IRVING — It could be called the "train to nowhere," or perhaps the "loneliest DART station in North Texas."
The new Irving Convention Center light rail station stands largely isolated — surrounded by empty fields.
“Had the economy not done what it did, we’d see more on the ground right now,” said Maura Gast, executive director of Irving’s Convention and Visitors Bureau.
As workers prepare for the opening of the first segment of DART's Orange Line extension, planned development surrounding one of its stations has yet to materialize.
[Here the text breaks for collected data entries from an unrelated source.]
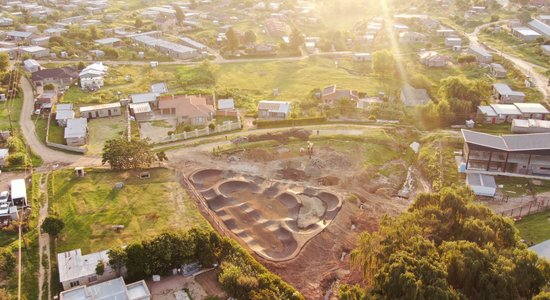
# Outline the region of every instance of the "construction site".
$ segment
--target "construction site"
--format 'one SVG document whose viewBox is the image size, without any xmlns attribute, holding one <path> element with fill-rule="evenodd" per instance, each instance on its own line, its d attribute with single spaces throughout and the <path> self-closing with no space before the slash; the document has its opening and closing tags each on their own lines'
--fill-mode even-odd
<svg viewBox="0 0 550 300">
<path fill-rule="evenodd" d="M 376 230 L 384 215 L 405 210 L 424 189 L 410 182 L 419 176 L 408 133 L 390 130 L 239 137 L 215 151 L 181 150 L 185 160 L 176 151 L 171 164 L 219 232 L 250 249 L 306 299 L 319 299 L 336 281 L 360 280 L 349 262 L 358 235 Z M 399 197 L 405 184 L 421 187 Z"/>
</svg>

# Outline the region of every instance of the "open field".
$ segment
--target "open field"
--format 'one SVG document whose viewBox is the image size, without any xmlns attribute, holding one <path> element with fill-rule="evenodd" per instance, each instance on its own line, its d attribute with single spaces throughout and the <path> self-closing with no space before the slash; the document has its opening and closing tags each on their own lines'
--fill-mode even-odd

The glistening concrete platform simply empties into muddy fields.
By now, city leaders hoped the rail station — near Irving’s new convention center — would be surrounded by a dense urban development that included a plaza, hotel, and restaurants.
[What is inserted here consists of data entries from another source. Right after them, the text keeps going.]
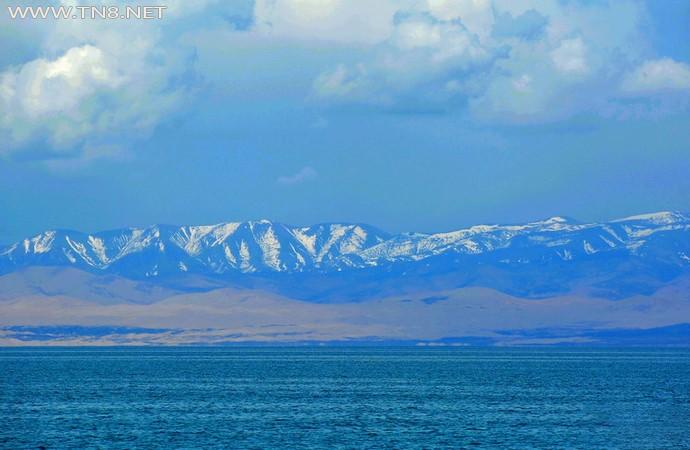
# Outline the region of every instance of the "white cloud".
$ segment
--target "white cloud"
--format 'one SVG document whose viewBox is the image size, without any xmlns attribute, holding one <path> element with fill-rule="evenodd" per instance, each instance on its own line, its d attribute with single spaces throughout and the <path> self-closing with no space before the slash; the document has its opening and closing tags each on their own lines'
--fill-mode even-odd
<svg viewBox="0 0 690 450">
<path fill-rule="evenodd" d="M 464 26 L 413 15 L 400 20 L 392 42 L 401 51 L 426 50 L 432 63 L 472 63 L 487 56 L 479 39 Z"/>
<path fill-rule="evenodd" d="M 359 62 L 321 71 L 313 97 L 325 102 L 394 107 L 396 99 L 426 86 L 425 101 L 439 102 L 468 89 L 469 72 L 495 58 L 481 43 L 493 23 L 489 0 L 259 0 L 258 36 L 289 39 L 310 47 L 331 42 L 350 46 Z M 281 41 L 284 42 L 284 41 Z M 336 50 L 337 51 L 337 50 Z M 464 77 L 463 77 L 464 78 Z"/>
<path fill-rule="evenodd" d="M 282 185 L 292 185 L 304 183 L 306 181 L 313 180 L 318 176 L 318 172 L 313 168 L 306 166 L 301 168 L 297 173 L 293 175 L 283 175 L 278 177 L 276 182 Z"/>
<path fill-rule="evenodd" d="M 509 57 L 496 60 L 485 89 L 468 99 L 470 112 L 482 121 L 608 116 L 624 71 L 648 50 L 639 3 L 496 0 L 494 8 L 497 17 L 525 19 L 529 13 L 531 20 L 520 27 L 501 24 L 510 27 L 492 35 L 493 45 L 509 48 Z M 535 23 L 540 31 L 528 33 L 529 39 L 515 33 Z"/>
<path fill-rule="evenodd" d="M 670 59 L 625 73 L 649 57 L 634 1 L 256 0 L 239 27 L 232 14 L 198 14 L 232 2 L 153 3 L 167 4 L 164 20 L 32 25 L 38 51 L 0 69 L 0 154 L 30 142 L 61 157 L 126 147 L 183 104 L 196 75 L 228 105 L 290 90 L 324 108 L 463 109 L 517 122 L 690 86 L 690 67 Z"/>
<path fill-rule="evenodd" d="M 147 136 L 189 91 L 189 50 L 164 30 L 175 17 L 37 25 L 37 57 L 0 69 L 0 155 L 40 147 L 42 158 L 93 160 Z"/>
<path fill-rule="evenodd" d="M 516 91 L 527 92 L 532 84 L 532 77 L 527 74 L 522 74 L 520 77 L 513 80 L 513 87 Z"/>
<path fill-rule="evenodd" d="M 122 81 L 100 49 L 73 47 L 55 60 L 39 58 L 4 72 L 0 81 L 3 115 L 69 114 L 94 91 L 116 88 Z"/>
<path fill-rule="evenodd" d="M 491 34 L 495 19 L 490 0 L 427 0 L 426 3 L 428 11 L 439 20 L 460 20 L 480 39 Z"/>
<path fill-rule="evenodd" d="M 396 99 L 423 89 L 417 97 L 438 103 L 471 89 L 476 71 L 497 56 L 458 21 L 399 14 L 391 36 L 373 58 L 321 73 L 314 92 L 327 101 L 392 107 Z"/>
<path fill-rule="evenodd" d="M 551 51 L 551 60 L 556 68 L 564 73 L 584 74 L 587 65 L 587 48 L 582 38 L 564 39 Z"/>
<path fill-rule="evenodd" d="M 596 111 L 599 94 L 612 95 L 628 62 L 639 58 L 644 18 L 634 2 L 399 4 L 389 36 L 360 51 L 358 62 L 322 71 L 314 94 L 326 104 L 469 106 L 482 120 L 559 120 Z M 591 95 L 573 95 L 585 91 Z"/>
<path fill-rule="evenodd" d="M 256 0 L 254 31 L 276 37 L 375 44 L 390 35 L 393 0 Z M 375 6 L 375 7 L 374 7 Z"/>
<path fill-rule="evenodd" d="M 316 94 L 321 97 L 345 97 L 361 90 L 366 84 L 366 70 L 357 65 L 353 69 L 339 64 L 335 70 L 319 75 L 314 82 Z"/>
<path fill-rule="evenodd" d="M 621 91 L 643 95 L 690 92 L 690 65 L 669 58 L 646 61 L 623 79 Z"/>
</svg>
The $250 million Las Colinas Entertainment Center, to be built by the city and a private developer, was envisioned to connect the rail station to the convention center.
The entertainment development has been saddled with controversy and funding troubles. Investigations have unearthed accusations of mismanaged funds. The troubled project now faces an August deadline to find financing.
Irving Mayor Beth Van Duyne, a staunch opponent of the project, promised that even if the entertainment complex falls through, the land around that rail station won’t go to waste.
“We will have development; I’m not concerned,” she told News 8. “I’m hopefully optimistic we’ll complete a legitimate entertainment project.”
DART trains will start servicing the convention center station on July 30. There may be little surrounding the station, yet DART believes commuters will still use it. The agency expects the rail station to be fed by a bus terminal that sits a few hundred yards away... and across a busy highway.
“The city’s got plans for around our station,” said DART spokesperson Mark Ball. “So we put our building where we were asked to put it.”
Irving’s convention center is also expected to be a draw, even though it sits about one-third of a mile away.
“Right now, it’s a walk,” Gast conceded, saying a sidewalk through the field must still be built to get conventioneers to the station.
DART is also building its own pathways connecting the station to the bus terminal and the convention center.
Gast predicted that the station — with or without the surrounding development — will still be a hit with conventioneers, especially once the Orange Line reaches Dallas/Fort Worth International Airport.
City leaders insist the area is still a big draw for rail riders, even without the development.
“If I could wave the magic wand and have it all done in full, I’d love that to happen,” Gast said. “We’re not there yet. It’s coming.”